On first contruction I've broken one of the details and I was need to make an ugly hack that I've showed on image below:
Manufacturer has changed this detail for free via guarantee.
All construction set are typically , excluding head profile - it looks like on seayaks.
Second construction goes well and takes up to 1 hour and 10 minutes (via kayak manual it should take 62 minutes).
Letters with name of kayak model was removed and I think about new, original name for this boat.
Like a good design it has on-top stuff for small things, gps and other useful things on water (pack for cigarets or tobacco pipe ;) )
Generally it's a good model - it has a good on water performance, not so hard to build (not on first construction process;) ), good profile (I've tested it on big open water with big waves).
Now I'm thinking about new name ... and some modification - I want to add new on top fixtures for other things.
Other photos you can look here and here.

Saturday, May 09, 2009

SDK tools for OS development

New ideas came to my head, all about operating system features and development.
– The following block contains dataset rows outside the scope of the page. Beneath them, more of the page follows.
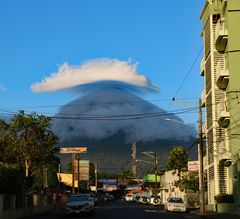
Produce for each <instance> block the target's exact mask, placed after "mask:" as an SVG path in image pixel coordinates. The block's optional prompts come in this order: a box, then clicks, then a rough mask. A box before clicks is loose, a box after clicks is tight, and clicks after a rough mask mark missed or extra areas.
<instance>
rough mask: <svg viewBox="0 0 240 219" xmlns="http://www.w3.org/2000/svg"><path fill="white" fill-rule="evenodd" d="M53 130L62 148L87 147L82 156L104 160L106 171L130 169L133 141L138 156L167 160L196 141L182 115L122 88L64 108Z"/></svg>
mask: <svg viewBox="0 0 240 219" xmlns="http://www.w3.org/2000/svg"><path fill="white" fill-rule="evenodd" d="M53 130H54V132H55V133H56V134H57V135H58V136H59V137H60V144H59V145H60V146H64V147H79V146H85V147H87V148H88V153H87V154H85V155H82V156H83V157H86V158H89V159H90V160H92V161H98V163H99V167H100V168H101V169H102V171H115V170H116V169H121V170H122V169H127V168H128V167H130V165H131V144H132V143H133V142H137V152H138V154H139V153H140V151H144V150H145V151H146V150H153V151H156V152H157V153H158V154H159V156H160V160H161V161H162V162H164V161H166V153H168V152H169V150H170V149H171V148H172V147H173V146H174V145H181V146H186V147H187V146H189V144H190V142H191V141H192V140H193V138H195V137H196V130H195V129H194V128H193V127H192V126H189V125H186V124H184V122H183V120H182V119H181V118H179V117H178V116H177V115H175V114H172V113H168V112H166V111H165V110H163V109H162V108H160V107H158V106H156V105H154V104H152V103H150V102H148V101H146V100H144V99H142V98H141V97H139V96H137V95H135V94H134V93H131V92H129V91H127V90H124V89H120V88H116V87H105V88H101V89H96V90H93V91H91V92H89V93H87V94H86V95H84V96H82V97H80V98H78V99H76V100H74V101H72V102H70V103H68V104H66V105H64V106H63V107H61V109H60V110H59V112H58V114H56V115H55V118H54V120H53ZM138 154H137V156H138ZM139 156H141V155H140V154H139Z"/></svg>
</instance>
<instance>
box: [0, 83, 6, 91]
mask: <svg viewBox="0 0 240 219" xmlns="http://www.w3.org/2000/svg"><path fill="white" fill-rule="evenodd" d="M6 90H7V88H6V87H4V86H3V85H2V84H0V92H3V91H6Z"/></svg>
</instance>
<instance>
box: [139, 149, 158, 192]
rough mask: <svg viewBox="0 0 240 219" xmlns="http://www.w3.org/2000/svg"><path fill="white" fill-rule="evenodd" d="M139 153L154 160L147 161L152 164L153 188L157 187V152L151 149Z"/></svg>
mask: <svg viewBox="0 0 240 219" xmlns="http://www.w3.org/2000/svg"><path fill="white" fill-rule="evenodd" d="M141 153H142V154H145V155H147V156H149V157H151V158H153V159H154V162H151V161H149V162H148V163H152V164H154V174H155V188H156V189H157V164H158V160H157V153H156V152H153V151H143V152H141ZM151 154H154V155H151Z"/></svg>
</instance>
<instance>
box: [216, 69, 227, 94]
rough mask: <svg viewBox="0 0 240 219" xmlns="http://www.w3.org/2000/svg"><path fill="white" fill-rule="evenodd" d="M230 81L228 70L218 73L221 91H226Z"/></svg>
mask: <svg viewBox="0 0 240 219" xmlns="http://www.w3.org/2000/svg"><path fill="white" fill-rule="evenodd" d="M228 81H229V72H228V70H223V69H222V70H220V71H218V72H217V86H218V88H219V89H221V90H225V89H226V87H227V85H228Z"/></svg>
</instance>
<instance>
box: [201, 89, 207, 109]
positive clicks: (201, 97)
mask: <svg viewBox="0 0 240 219" xmlns="http://www.w3.org/2000/svg"><path fill="white" fill-rule="evenodd" d="M205 106H206V90H205V89H203V91H202V93H201V107H205Z"/></svg>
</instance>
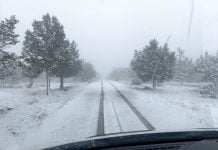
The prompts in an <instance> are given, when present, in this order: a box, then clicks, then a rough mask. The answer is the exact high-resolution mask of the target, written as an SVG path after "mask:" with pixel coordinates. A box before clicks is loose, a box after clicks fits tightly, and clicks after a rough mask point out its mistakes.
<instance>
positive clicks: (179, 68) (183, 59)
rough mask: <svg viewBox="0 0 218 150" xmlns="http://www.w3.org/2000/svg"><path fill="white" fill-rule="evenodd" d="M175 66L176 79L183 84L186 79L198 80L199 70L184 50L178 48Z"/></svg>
mask: <svg viewBox="0 0 218 150" xmlns="http://www.w3.org/2000/svg"><path fill="white" fill-rule="evenodd" d="M177 57H178V58H177V60H176V66H175V74H174V79H175V80H177V81H179V82H180V84H181V85H182V84H183V82H184V81H187V82H190V81H196V79H195V78H198V77H197V71H196V69H195V66H194V64H193V62H192V59H189V58H188V57H185V56H184V50H182V49H180V48H179V49H178V55H177Z"/></svg>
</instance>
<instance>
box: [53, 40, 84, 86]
mask: <svg viewBox="0 0 218 150" xmlns="http://www.w3.org/2000/svg"><path fill="white" fill-rule="evenodd" d="M80 69H81V61H80V59H79V50H78V49H77V44H76V43H75V42H74V41H73V42H72V43H71V44H69V41H65V45H64V47H63V48H62V49H61V51H60V52H59V55H58V57H57V59H56V63H55V66H54V67H53V69H52V73H53V74H54V75H56V76H57V77H60V89H63V88H64V78H67V77H72V76H75V75H76V74H77V73H78V72H79V71H80Z"/></svg>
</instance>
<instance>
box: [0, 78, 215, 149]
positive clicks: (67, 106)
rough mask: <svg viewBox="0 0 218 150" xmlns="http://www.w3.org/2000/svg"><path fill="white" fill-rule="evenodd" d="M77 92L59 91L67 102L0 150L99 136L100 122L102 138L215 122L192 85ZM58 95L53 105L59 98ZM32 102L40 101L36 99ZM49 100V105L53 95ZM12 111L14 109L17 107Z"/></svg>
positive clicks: (104, 88)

On last friday I decide to make some modifications on autotools stuff in GNU sed and try to compile it with Jari OS libc headers and functions. Yep - it's works! This means that our libc is ready for most of cases, many of them working now. This event gave me some new ideas about development tools for Jari OS: firstly I will port GNU gcc to Jari OS (I mean, that gcc will handle our ld scripts and libraries right, without many keys and other things), secondly I will construct SDK template (already done, but not publicied yet).
Also, to have a better support and big community additional feature needed - IDL integrated to SDK. Well, it's mean - that you have set of the templates for each type of service i.e. block device driver library, char device driver, file system and so on ...
In most cases you shouldn't known about specific internal things of system libraries, also you shouldn't care about interface changes (headers renaming, new functions, new order of calls and so on). This feature will generate libraries specific code in compile time and link your specific implementation. I.e. what will be written one time - will live all time ;)
For this feature it's better to use scheme (for templates, configs and other stuff) and some core of this will be written traditionally on C.